ExoMars’ Organic Sniffing Spectrometer



An artist’s rendering of the ExoMars rover (Image: European Space Agency).



Lewis Dartnell spent the better part of two years researching and field-testing methods to re-boot society in his best-selling book The Knowledge. But his day job is arguably even cooler: as an astrobiologist at the University of Leicester, he’s developing ways to look for life on Mars through the European Space Agency’s ExoMars mission. Here, Dartnell provides an update on the frequently delayed, yet scientifically promising mission.


Wired: In The Knowledge, you incorporate ideas and methods from many different branches of science. How does this kind of interconnectedness show up in your own work?


Dartnell: Drawing from lots of different sources is what I do in my own research in astrobiology, and not just knowledge, but the methods and techniques you could use. It’s not just biology, but engineering, and robotics and instruments as well as physics and planetary science, and you’re constantly outside of your comfort zone having to learn new things. It keeps you on your toes, but that’s what I enjoy about astrobiology.


Wired: What is your role with the ExoMars mission?


Dartnell: The exciting thing about ExoMars is that, not only will it for the first time have a drill so it can get properly underground on Mars and find stuff that has been protected from the surface environment, but it’s also going to use experiments like Raman spectroscopy, which is the one that I’m directly involved in at the University of Leicester. The reason Raman’s exciting is that it’s very sensitive and very competent and capable of picking up organic molecules or bio signatures of life, and we want to try this new technique on Mars.


Wired: What are your expectations for ExoMars?

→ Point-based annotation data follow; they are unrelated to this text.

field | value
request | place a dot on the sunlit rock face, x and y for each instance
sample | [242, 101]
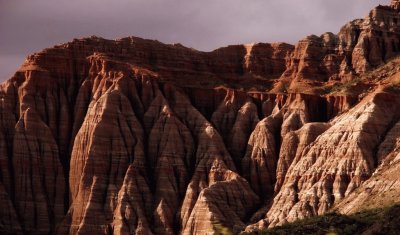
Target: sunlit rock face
[133, 136]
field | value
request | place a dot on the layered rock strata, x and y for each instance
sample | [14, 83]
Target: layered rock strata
[133, 136]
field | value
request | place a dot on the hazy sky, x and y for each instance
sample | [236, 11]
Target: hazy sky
[27, 26]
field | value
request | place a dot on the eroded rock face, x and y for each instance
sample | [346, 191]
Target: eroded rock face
[133, 136]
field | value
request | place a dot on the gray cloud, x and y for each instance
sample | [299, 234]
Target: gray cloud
[27, 26]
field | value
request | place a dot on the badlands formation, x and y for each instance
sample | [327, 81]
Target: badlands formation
[133, 136]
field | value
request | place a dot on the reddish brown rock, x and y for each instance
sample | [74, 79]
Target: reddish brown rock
[135, 136]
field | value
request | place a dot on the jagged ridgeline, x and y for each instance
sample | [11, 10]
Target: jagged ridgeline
[133, 136]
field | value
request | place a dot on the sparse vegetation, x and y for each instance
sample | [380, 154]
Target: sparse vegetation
[377, 221]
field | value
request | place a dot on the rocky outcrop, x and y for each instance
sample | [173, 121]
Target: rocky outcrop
[336, 163]
[132, 136]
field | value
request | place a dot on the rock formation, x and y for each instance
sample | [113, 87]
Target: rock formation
[132, 136]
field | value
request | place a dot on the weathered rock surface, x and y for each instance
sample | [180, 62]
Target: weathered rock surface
[133, 136]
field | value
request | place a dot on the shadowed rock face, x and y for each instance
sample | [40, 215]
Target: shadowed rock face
[133, 136]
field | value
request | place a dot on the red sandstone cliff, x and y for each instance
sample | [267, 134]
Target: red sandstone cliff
[133, 136]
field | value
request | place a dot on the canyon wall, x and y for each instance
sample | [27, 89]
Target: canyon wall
[133, 136]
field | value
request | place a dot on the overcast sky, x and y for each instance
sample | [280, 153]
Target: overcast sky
[27, 26]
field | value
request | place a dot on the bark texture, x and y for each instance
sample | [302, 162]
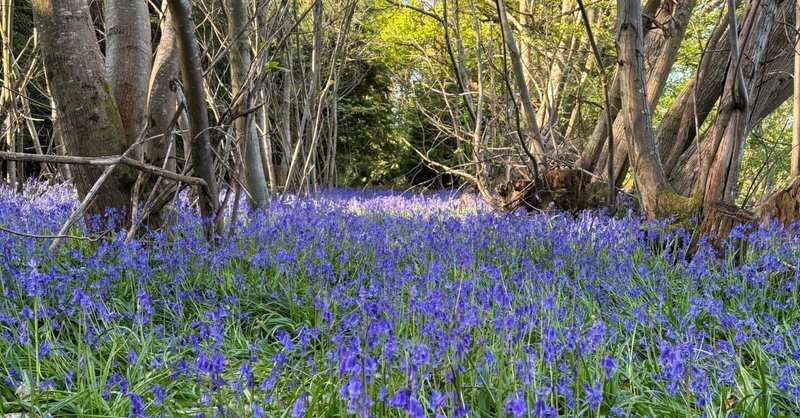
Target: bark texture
[192, 75]
[162, 99]
[128, 61]
[723, 155]
[88, 116]
[655, 194]
[667, 26]
[245, 127]
[534, 140]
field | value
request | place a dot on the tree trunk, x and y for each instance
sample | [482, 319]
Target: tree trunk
[534, 137]
[128, 61]
[725, 143]
[192, 75]
[240, 62]
[774, 85]
[661, 45]
[88, 116]
[795, 155]
[655, 194]
[162, 99]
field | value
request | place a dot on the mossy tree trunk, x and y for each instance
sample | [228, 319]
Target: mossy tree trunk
[656, 196]
[128, 61]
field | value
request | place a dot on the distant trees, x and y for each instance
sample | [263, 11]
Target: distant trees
[261, 97]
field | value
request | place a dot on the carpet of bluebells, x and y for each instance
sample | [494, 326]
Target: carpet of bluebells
[384, 305]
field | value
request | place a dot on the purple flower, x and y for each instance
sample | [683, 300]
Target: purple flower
[159, 393]
[44, 349]
[516, 406]
[594, 395]
[137, 407]
[437, 400]
[608, 365]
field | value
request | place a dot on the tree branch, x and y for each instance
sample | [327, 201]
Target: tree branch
[103, 161]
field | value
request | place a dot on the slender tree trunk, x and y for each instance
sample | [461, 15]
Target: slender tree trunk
[128, 61]
[7, 99]
[655, 194]
[88, 116]
[795, 155]
[162, 99]
[192, 75]
[240, 62]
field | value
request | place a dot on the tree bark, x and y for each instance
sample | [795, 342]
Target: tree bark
[192, 75]
[773, 87]
[88, 116]
[534, 140]
[661, 45]
[794, 170]
[128, 61]
[655, 194]
[725, 143]
[162, 99]
[240, 62]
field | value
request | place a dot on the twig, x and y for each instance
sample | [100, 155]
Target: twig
[82, 208]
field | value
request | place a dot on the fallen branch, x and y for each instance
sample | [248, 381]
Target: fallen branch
[103, 161]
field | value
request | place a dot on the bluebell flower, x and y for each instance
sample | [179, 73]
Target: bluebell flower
[137, 407]
[594, 395]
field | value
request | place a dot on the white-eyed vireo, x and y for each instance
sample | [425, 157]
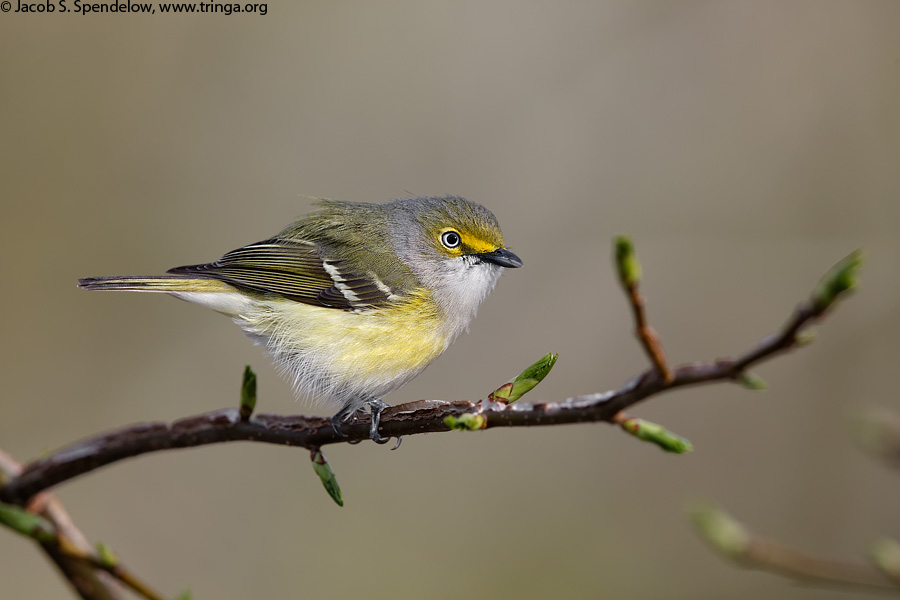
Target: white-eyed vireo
[355, 299]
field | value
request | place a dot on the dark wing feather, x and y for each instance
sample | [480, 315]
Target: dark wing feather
[295, 270]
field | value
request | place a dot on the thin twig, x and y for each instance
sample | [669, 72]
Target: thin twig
[731, 539]
[629, 273]
[85, 580]
[403, 420]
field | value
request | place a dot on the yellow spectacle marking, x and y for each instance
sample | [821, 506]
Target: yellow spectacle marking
[470, 242]
[478, 245]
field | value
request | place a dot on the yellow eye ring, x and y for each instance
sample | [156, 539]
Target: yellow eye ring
[451, 239]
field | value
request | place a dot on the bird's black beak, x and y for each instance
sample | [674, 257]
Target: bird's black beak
[502, 257]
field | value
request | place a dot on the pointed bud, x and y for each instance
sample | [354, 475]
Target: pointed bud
[466, 422]
[106, 555]
[656, 434]
[248, 393]
[28, 524]
[751, 381]
[524, 382]
[326, 474]
[627, 265]
[726, 534]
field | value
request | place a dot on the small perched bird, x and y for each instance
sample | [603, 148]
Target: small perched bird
[355, 299]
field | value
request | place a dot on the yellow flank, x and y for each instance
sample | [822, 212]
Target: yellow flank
[369, 351]
[477, 244]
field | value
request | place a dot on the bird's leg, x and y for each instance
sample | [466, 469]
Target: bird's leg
[376, 407]
[345, 414]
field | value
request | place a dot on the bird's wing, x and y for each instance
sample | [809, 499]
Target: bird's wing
[295, 270]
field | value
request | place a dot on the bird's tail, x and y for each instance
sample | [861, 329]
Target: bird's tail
[161, 283]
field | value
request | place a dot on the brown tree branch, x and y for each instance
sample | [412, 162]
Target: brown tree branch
[424, 416]
[86, 581]
[733, 540]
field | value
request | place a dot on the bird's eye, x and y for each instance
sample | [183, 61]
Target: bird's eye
[450, 239]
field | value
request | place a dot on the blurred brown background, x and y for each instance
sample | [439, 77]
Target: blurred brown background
[746, 146]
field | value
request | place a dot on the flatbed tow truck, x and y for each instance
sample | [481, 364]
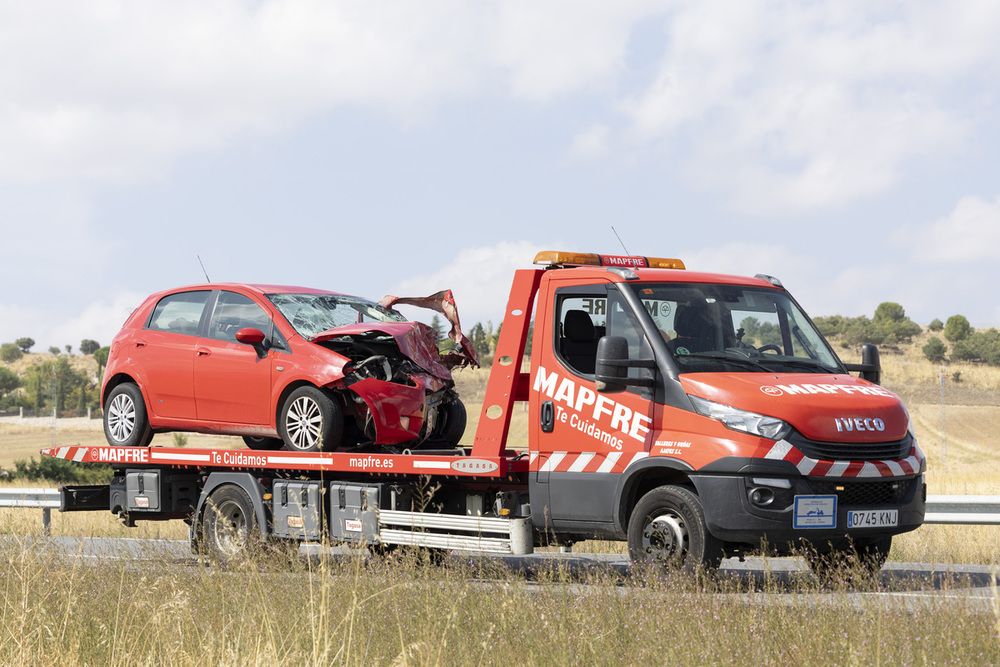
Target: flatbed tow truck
[696, 416]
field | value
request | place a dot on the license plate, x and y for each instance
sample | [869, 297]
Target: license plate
[872, 518]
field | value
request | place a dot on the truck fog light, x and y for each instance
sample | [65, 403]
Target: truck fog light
[761, 496]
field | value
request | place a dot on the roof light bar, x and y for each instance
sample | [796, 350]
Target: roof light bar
[559, 258]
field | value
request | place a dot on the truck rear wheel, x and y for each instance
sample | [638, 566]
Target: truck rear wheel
[125, 420]
[311, 421]
[668, 528]
[231, 531]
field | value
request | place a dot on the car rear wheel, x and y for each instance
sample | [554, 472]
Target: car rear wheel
[125, 421]
[311, 421]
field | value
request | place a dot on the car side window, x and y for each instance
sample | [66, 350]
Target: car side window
[234, 312]
[179, 313]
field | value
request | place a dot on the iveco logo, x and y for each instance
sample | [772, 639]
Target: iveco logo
[859, 424]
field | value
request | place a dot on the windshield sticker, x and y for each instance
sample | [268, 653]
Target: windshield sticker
[792, 389]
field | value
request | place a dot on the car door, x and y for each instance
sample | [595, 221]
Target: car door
[232, 382]
[163, 354]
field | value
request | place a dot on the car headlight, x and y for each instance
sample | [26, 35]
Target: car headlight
[742, 420]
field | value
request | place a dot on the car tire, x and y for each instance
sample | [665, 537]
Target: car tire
[311, 421]
[125, 420]
[262, 443]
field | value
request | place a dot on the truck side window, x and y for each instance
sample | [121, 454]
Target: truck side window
[581, 323]
[179, 313]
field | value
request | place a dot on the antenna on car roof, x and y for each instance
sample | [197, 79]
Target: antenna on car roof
[620, 241]
[207, 279]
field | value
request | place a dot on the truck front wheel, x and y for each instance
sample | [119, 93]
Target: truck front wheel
[125, 421]
[311, 421]
[668, 527]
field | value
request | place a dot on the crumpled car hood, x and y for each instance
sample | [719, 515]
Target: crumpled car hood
[415, 340]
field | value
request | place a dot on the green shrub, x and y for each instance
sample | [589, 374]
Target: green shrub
[62, 471]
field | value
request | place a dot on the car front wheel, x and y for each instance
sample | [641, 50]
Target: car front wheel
[311, 421]
[125, 421]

Dartnell: We don’t know, and that’s the point of exploration; you don’t always know what you’re going to try and find. You know what you’re hoping for, and what might be realistic to expect. So what we hope to find on Mars are organic molecules – the basic Lego pieces or building blocks or chemistry kit for life; amino acids and sugars that should exist on Mars but we have yet to discover. Hopefully either NASA’s Curiosity or ESA’s ExoMars will discover those, and maybe beyond that they’ll find not just the building blocks for life but signs of life itself – biosignatures.


Wired: What kinds of biosignatures would be convincing as a sign of past life?

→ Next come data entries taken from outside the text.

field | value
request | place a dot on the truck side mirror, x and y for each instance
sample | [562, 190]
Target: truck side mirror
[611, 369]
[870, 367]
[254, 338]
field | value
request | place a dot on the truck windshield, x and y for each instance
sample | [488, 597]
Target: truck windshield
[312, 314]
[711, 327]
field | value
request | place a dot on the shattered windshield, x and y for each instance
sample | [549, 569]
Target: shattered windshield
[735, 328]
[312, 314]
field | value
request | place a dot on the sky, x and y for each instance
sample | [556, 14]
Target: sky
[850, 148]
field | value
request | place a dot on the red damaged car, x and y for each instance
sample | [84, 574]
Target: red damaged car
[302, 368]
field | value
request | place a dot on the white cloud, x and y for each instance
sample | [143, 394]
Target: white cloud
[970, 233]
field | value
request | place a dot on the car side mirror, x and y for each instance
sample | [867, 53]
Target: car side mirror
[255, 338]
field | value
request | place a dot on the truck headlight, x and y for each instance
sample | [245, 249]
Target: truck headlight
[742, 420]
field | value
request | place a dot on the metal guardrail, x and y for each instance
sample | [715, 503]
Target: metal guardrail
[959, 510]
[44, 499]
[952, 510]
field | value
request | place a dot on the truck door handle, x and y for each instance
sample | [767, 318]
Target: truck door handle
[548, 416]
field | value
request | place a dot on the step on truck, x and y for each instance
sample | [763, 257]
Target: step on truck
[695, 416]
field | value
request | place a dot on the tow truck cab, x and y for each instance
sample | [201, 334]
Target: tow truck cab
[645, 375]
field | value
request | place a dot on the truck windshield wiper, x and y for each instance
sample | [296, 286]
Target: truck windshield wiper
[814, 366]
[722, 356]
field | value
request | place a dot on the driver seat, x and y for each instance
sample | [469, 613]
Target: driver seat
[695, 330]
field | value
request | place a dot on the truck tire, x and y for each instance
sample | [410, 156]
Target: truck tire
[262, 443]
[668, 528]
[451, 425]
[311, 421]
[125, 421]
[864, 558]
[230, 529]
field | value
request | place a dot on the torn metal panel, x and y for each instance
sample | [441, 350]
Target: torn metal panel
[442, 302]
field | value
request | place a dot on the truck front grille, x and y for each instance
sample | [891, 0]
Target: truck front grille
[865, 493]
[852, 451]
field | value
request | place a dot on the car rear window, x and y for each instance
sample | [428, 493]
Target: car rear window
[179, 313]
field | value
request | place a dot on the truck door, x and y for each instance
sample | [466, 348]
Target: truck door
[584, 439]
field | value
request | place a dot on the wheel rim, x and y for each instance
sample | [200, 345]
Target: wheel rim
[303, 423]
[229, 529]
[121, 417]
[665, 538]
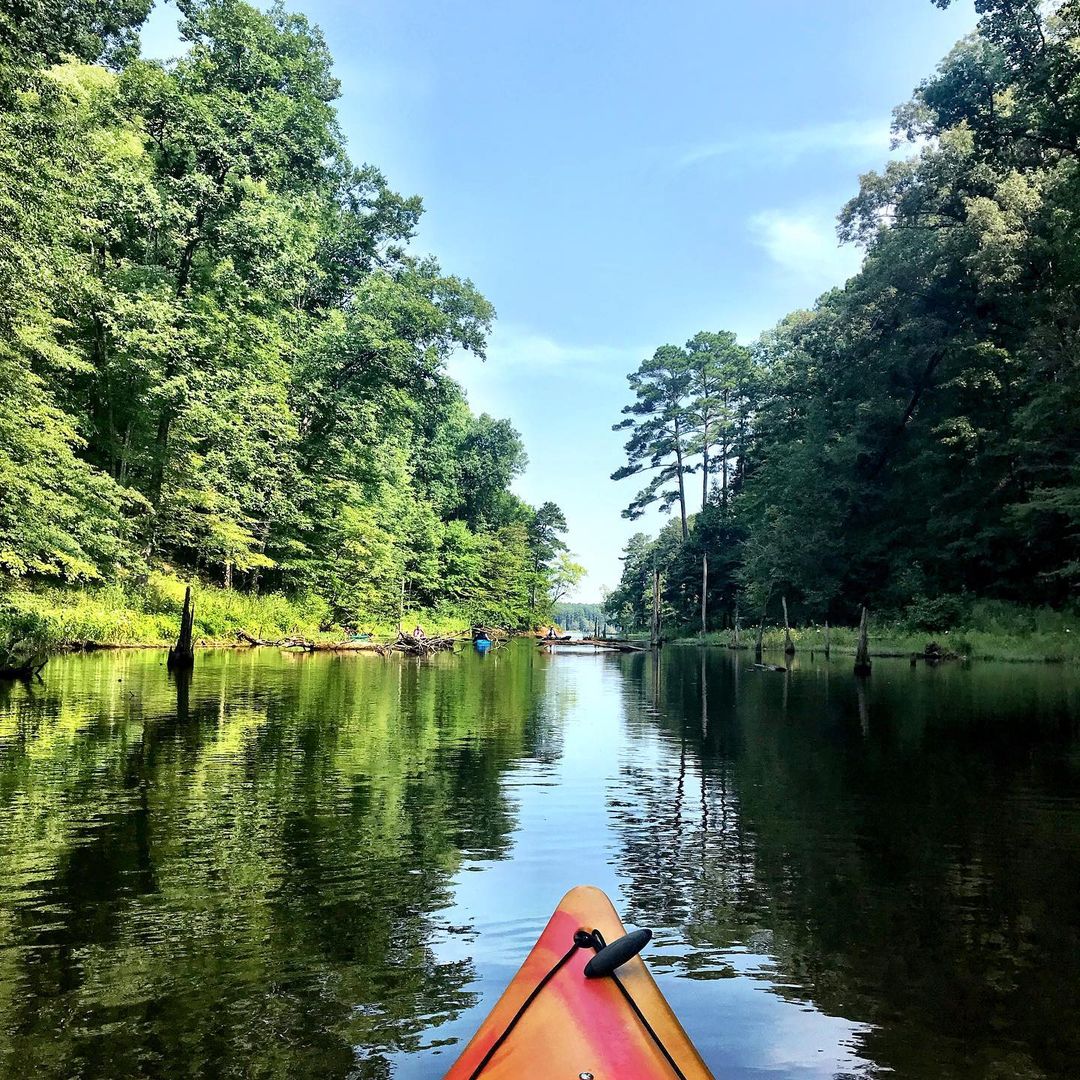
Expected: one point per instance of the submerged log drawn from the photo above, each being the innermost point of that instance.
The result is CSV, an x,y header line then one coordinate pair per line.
x,y
183,653
422,646
608,644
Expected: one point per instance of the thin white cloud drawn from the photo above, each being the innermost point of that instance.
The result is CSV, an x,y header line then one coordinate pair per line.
x,y
516,348
860,139
802,243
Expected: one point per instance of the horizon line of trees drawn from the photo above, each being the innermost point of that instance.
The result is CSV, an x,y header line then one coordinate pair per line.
x,y
914,440
217,351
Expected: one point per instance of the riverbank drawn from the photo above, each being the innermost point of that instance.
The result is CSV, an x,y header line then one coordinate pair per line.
x,y
1049,637
148,616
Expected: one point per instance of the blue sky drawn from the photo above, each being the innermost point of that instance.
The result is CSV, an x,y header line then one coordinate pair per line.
x,y
619,175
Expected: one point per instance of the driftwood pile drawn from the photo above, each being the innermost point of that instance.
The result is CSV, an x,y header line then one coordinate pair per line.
x,y
22,659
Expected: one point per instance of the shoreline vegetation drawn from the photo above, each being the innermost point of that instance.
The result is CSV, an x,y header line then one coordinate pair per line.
x,y
224,358
147,616
896,642
910,443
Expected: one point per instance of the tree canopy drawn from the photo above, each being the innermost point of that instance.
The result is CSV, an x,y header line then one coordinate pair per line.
x,y
217,348
915,434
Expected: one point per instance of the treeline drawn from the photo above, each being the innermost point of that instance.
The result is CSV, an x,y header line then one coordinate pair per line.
x,y
580,617
914,441
216,350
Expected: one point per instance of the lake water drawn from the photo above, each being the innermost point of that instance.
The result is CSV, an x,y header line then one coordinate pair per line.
x,y
331,865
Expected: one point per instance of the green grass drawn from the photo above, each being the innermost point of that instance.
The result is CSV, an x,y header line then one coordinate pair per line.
x,y
148,615
990,630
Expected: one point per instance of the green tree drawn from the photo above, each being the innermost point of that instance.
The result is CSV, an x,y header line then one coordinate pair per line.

Dartnell: A biosignature is any sign or any evidence of life, and this might be something like a fossilised shape that looks a bit like a cell, it might be things as complex as DNA. It might be more subtle things like isotopic ratios in rocks, which on Earth are used to show early cases of life. Or if we do find things like amino acids, we can tell if they are made by life or through non-living processes like pre-biotic chemistry by their molecular handedness. So there are various quirks or various signs of organic molecules we can look for that would point to biology, rather than geochemical processes.

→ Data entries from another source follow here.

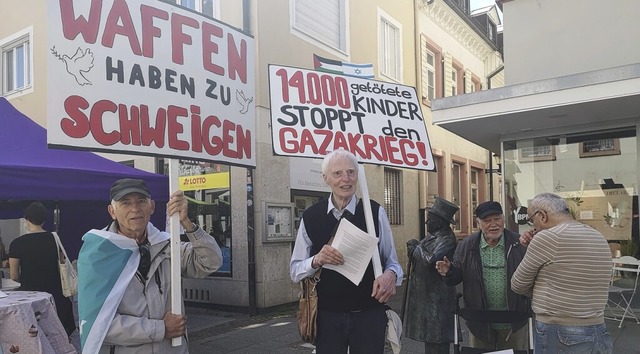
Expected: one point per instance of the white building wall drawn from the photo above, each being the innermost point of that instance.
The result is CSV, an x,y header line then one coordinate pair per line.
x,y
546,39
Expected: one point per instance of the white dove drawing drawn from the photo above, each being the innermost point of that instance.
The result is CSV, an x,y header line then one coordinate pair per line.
x,y
78,64
244,102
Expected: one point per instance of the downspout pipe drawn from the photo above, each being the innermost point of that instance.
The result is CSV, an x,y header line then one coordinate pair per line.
x,y
492,74
251,246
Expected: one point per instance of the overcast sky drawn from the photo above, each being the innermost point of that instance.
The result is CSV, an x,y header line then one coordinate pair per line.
x,y
476,4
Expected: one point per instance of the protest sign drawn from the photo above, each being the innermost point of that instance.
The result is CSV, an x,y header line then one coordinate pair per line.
x,y
147,77
313,113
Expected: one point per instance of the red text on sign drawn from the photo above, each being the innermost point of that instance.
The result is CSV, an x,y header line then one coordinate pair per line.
x,y
210,134
119,23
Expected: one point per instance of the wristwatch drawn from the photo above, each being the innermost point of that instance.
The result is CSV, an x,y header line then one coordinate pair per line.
x,y
195,228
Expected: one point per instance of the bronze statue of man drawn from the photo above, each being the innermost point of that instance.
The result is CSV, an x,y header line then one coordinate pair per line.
x,y
429,304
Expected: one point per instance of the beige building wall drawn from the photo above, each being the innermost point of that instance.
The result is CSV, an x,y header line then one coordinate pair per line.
x,y
279,44
442,27
576,42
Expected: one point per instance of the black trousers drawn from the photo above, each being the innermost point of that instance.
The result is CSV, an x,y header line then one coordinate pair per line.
x,y
361,332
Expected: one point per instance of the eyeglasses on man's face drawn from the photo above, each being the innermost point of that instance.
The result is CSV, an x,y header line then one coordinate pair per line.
x,y
530,218
351,173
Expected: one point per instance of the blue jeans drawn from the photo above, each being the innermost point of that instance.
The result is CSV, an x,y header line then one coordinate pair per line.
x,y
362,332
551,339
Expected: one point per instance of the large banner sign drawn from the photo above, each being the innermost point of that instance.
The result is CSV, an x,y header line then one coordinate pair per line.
x,y
314,113
145,77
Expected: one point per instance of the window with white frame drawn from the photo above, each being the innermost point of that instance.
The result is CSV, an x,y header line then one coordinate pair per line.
x,y
474,195
429,74
390,48
323,21
456,192
392,195
16,62
454,82
207,7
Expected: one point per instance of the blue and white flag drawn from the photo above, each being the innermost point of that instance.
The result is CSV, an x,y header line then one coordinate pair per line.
x,y
364,71
106,264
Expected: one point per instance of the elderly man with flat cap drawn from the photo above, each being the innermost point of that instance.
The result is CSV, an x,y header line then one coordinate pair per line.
x,y
124,275
484,262
429,303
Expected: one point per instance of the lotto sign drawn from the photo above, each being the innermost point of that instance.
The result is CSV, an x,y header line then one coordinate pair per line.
x,y
208,181
147,77
314,113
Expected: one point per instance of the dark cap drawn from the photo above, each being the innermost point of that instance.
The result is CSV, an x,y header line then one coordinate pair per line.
x,y
488,208
124,186
444,209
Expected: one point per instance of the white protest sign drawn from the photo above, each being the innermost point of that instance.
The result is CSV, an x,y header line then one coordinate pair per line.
x,y
146,77
313,113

Wired: What is the likelihood that you will find biosignatures on mars?


Dartnell: Unfortunately, you basically can’t answer that question. It’s somewhere between 0 and 1, but we don’t know because whenever you’re trying to do something in science you’re trying to do something new that you don’t already know the answer to,


However, for all we know about life on Earth, it seems to have arisen pretty rapidly. It seems like it might be a probable thing to happen, if you’ve got the right kind of environment. So the big question is whether Mars ever have the right kind of environment, and if so, did that basic pre-biotic chemistry ever get far enough down the line to produce cells? And if that happened, what might be the best way of looking for that life and trying to detect these biosignatures? Which biosignatures would still remain after all this time? This is the kind of thing we’re trying to do with ExoMars.